National Night Out
America’s Night Out Against Crime
Tuesday, August 3, 2021
7:00 p.m. – 9:00 p.m.
What is National Night Out?
National Night Out (NNO) is the brainchild of National Association of Town Watch Executive Director Matt A. Peskin. In an effort to heighten awareness and strengthen participation in local anticrime efforts, Peskin felt that a high-profile, high-impact type of crime prevention event was needed nationally. At that time, he noted that in a typical ‘crime watch community’, only 5 to 7% of the residents were participating actively. Due to the growth and success of these programs, he felt this percentage was too low. Subsequently, he proposed a national program which would be coordinated by local crime prevention agencies and organizations – but that would involve entire communities at one time. The first National Night Out was introduced early in 1984 – with the event culminating on the first Tuesday in August.

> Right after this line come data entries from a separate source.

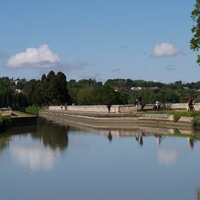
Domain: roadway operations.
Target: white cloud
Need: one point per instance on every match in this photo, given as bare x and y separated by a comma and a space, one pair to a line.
42, 57
165, 50
90, 76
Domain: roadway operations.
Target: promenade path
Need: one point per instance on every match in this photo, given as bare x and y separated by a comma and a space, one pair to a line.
105, 120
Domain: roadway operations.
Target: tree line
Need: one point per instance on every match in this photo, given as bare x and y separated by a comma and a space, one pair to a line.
54, 89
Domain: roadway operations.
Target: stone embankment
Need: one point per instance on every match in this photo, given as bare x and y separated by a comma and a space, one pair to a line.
98, 117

That first year, 400 communities in 23 states participated in National Night Out. Nationwide, 2.5 million Americans took part in 1984. The seed had been planted. In subsequent years, participation has grown steadily. The 21st Annual National Night Out last August involved 34.2 million people in 10,325 communities from all 50 states, U.S. territories, Canadian cities, and military bases worldwide. National Night Out 2005 will culminate on August 2nd. Close to 10,500 communities are expected to take part. (For more information, visit www.nationalnightout.org).
While the traditional ‘lights on’ and front porch vigils remain a part of NNO, activities have expanded considerably over the years to include block parties, cookouts, parades, visits from police, festivals, neighborhood walks, safety fairs, contests, rallies and meetings.
For more information on National Night Out, visit the official website at www.nationalnightout.org
What does it mean to be a Block Captain?
A Block Captain is the neighborhood contact/organizer for the National Night Out event. Last year there were several Block Captain’s who organized parties in their neighborhood. The parties ranged from potlucks and BBQs to a Luau.
Here are a few things the Block Captain should keep in mind:
- A permit is needed if you wish to close a section of street for your party.
- A permit is required if you wish to have an open burn anywhere near the Juneau road system. Call the fire department at 586-5322 during business hours for more information.
- Possession and consumption of liquor in public spaces is regulated.